NEW YORK (GenomeWeb News) – A genome-wide RNAi screen has turned up hundreds of potential drug targets for Huntington's disease, according to a paper published yesterday in PLoS Genetics.
In addition, the study, presented by researchers from the Buck Institute for Research on Aging and Baylor College of Medicine, indicated a role for the RRAS signaling pathway in the pathology of the disease and suggested that inhibition of the RRAS pathway could be a possible treatment approach for Huntington's disease.
"It seemed to me that there was an unmet need of a comprehensive target-discovery screen [for Huntington's disease]," Buck's Robert Hughes told GenomeWeb Daily News. "We wanted to see if we could map out the target space a little bit, and, hopefully, that'll jump start some target-based drug discovery."
Hughes and his colleagues performed a genome-wide RNAi screen to unearth modifiers of mutant huntingtin toxicity in a human cell-based model of the disease. From this screen, the researchers uncovered a number of cellular proteins that could reduce mutant huntingtin toxicity. Of the siRNAs tested, 130 reduced toxicity by one standard deviation below the mean, while eight reduced it by two standard deviations below the mean.
Through an ontological analysis of those 130 siRNAs, the researchers found a number of cellular processes, both known and novel, linked to Huntington's disease, including hydrolase activity, proteolysis, and peptidase activity. The researchers noted in the paper that uncovering processes known to be involved in the disease underscored that "the cell-model and modifier results are generally relevant to molecular aspects of the disease."
The researchers then homed in on RRAS and its signaling pathway — which had not been previously linked to Huntington's disease — for further study. RRAS activates a number of downstream targets, including RAF1, and is involved in cell motility and neuronal development.
"We became particularly interested in RRAS just because it had a fairly potent effect on the toxicity of mutant huntingtin when knocked down, and it also had some interesting biology around it," said Hughes.

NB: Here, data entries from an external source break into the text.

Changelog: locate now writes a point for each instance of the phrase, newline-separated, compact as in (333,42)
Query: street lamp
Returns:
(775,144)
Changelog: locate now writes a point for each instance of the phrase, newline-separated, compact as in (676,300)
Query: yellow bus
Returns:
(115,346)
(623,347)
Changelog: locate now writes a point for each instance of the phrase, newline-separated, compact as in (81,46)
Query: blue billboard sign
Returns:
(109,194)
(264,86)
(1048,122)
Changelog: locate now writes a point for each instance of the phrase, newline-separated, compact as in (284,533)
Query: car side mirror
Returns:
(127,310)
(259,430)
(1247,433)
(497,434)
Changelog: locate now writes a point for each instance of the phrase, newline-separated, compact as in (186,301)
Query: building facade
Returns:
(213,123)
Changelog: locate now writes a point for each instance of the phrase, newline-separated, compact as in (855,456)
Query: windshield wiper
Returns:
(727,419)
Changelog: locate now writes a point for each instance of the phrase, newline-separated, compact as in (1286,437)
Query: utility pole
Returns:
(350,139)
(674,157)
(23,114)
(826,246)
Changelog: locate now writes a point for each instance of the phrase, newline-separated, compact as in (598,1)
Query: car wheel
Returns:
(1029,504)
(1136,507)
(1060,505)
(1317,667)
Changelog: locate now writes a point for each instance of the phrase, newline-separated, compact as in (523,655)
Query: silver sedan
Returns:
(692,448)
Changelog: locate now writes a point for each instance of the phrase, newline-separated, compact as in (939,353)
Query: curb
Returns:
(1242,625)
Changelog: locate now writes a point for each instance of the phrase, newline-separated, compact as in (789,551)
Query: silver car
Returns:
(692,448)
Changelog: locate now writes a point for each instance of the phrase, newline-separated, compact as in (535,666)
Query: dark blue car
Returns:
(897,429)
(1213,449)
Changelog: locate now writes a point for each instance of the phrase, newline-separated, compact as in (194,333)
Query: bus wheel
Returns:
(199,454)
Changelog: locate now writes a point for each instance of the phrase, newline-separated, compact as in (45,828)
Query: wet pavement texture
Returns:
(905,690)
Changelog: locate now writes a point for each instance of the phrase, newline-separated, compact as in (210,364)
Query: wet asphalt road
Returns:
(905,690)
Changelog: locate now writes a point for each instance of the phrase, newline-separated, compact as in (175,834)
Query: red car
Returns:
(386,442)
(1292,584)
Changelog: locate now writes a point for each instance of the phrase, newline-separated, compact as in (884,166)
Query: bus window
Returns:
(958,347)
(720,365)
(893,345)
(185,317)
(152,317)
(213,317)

He and his colleagues further validated the role of members of the RRAS signaling pathway in Huntington's disease by examining its effects in other models of the disease, finding abnormal activation of RRAS and RAF1 in both cellular and mouse models of the disease.
In addition, the researchers reported that mutant huntingtin and RRAS co-localize to lamellipodia and perinuclear regions of cells as well as in the striatum of mice, "suggest[ing] that mutant huntingtin may exert some direct effect on RRAS through protein interaction or presence in a shared protein complex."
Then, using a farnesyltransferase inhibitor, the researchers showed that inhibiting the Ras signaling pathway suppressed mutant huntingtin toxicity.
While the results were encouraging, Hughes noted that it is a long and difficult road to get from a possible drug target to having a therapeutic. However, he said that knowing that RRAS responds to extracellular ligands, as it does when it mediates neuronal migration, is helpful. "Given that we know that this particular protein [and] its activity can be activated by extracellular ligands, that provides an opportunity for drugging it," he added.